Which is more important CI or Disability Insurance?


12 years ago

“The lesson for anyone who reads this posts is get all the insurance coverage etc. you can afford!”

What? You should only be buying insurance on things that need to be insured! If you have extra money, buying more (unnecessary) insurance will certainly not give you the best return on your investment. Is there an “insurable need”? If not, do not buy insurance on something!

Brian Poncelet,CFP
12 years ago


CI (critical illness insurance) can be used for paying off the mortgage or any other use you feel makes sense. If you can get 8% on your investments and you don’t get a critical illness, like cancer, stroke, heart attack. MS, etc. for 26 years you don’t need it (based on a 40 year old male.. $100,000 tax-free permanent coverage). If you got hit by a bus, the benificeries would get the premiums paid.
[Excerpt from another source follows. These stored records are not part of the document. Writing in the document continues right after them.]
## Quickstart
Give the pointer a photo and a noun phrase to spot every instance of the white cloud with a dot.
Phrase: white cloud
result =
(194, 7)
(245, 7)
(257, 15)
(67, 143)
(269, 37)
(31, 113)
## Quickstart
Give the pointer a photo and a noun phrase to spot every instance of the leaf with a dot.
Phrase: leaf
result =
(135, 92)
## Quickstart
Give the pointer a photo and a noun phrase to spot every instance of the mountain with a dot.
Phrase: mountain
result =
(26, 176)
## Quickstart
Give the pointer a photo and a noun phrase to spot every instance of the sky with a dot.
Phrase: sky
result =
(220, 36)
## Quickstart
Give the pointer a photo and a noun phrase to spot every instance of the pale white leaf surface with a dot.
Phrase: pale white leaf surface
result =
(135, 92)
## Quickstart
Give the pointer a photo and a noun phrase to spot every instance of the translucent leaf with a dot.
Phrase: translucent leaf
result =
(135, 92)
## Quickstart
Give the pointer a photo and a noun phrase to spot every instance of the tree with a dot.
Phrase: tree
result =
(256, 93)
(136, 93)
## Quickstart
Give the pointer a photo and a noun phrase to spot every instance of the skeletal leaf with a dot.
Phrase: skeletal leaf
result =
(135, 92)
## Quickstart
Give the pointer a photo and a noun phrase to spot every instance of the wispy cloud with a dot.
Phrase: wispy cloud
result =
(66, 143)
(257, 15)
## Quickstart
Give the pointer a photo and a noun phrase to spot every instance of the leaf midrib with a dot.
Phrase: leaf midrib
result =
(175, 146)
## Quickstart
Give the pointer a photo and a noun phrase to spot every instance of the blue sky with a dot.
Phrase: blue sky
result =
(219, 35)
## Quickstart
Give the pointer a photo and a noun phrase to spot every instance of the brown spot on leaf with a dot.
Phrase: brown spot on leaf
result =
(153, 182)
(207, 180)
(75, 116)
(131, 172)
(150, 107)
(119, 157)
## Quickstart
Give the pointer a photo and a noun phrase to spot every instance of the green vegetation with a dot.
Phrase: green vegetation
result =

The CMHC statement I am not sure of, but I think the banks do not double dip. Best bet is to go to their web site http://www.cmhc-schl.gc.ca/en/index.cfm



12 years ago

I think it i necessary to draw out the the purpose of CI Insurance and Mortgage Insurance, CI is basically to cover the health of the Mortgagor whereas the Mortgage Insurance (CMHC) is for the Mortgagee.

Generally it is impressed upon by the Insurance agents that CI Insurance is necessary to pay off the mortgage, but CMHC shall cover that.

With so many foreclosures coming up does it imply that the Banks are double dipping, from CMHC as well as from foreclosures, any ideas?

Brian Poncelet, CFP
12 years ago

Here is some more information why criticial illness insurance protects your money. I had to go to the hospital (yesterday Dr.’s orders) emergency. The bottom line is any more criticial illness I’d buy would now be rated (more expensive!) The lesson for anyone who reads this posts is get all the insurance coverage etc. you can afford! Why? If you health changes…it always changes as you get older you may not be able to buy it! If some said we can’t sell it to you or you don’t meet our guide lines how do you feel? If you have a family it’s very important!

In the Toronto Star (I read while waiting in emergency!) Wait times for (in Ontario) chemo jump 10% for 2008. In other words the average wait time is 73 days! This compares to 67 days in 2007! Dr. Terry Sullivan president and CEO of Cancer Care Ontario recommends waiting no more than 28 days!! Read the rest of the story http://www.thestar.com/article/626083

The bottom line is health care I believe will cost all of us more money if we want better faster help (say in the US). If some said for faster treatment cut us a check for $100,000 US to increase the odds of betting Cancer where does the money come from? A line of credit (like the term guy suggests) RRSPs? Open money?

I think down the line there may be a Health Care Account like the one set up in the US last year. Where a taxpayer can put money aside in a tax sheltered account so he/she can use when the bills come in when they get sick.

Note the TFSA is really like the ROTH IRA in the US. We are about 10 to 15 years behind. http://en.wikipedia.org/wiki/Roth_IRA


Brian Poncelet, CFP
12 years ago

Hi cannon_fodder,

The 8% sounds good but the problem is the time you the money (which could be any time) the market has taken a dive..like 2008 now the returns say over ten or even twenty years might be say 5 or 6%! The best time to own the critical illness insurance policy is the same day you bought and your doctor sends you to get a MRI for the lump on your arm. The return on that would be excellent! But you don’t buy it (the insurance) because you think you are going to be sick the next day you buy it to protect the assets you will have to sell.

Using a line of credit like the term guy talks about is crazy, he is assuming the person will be back to work right away. He does talk about the fact the disability may only pay 60% of the gross income…most people can’t take a 40% pay cut!

As an example, if you are a manager at high stress job and you can’t put in your 60 hour work week (after you get sick) you can bet the company will try to get rid of you with a package, if it makes sense! Remember in this economy lots of people can get laid off at the same time so this could easily happen.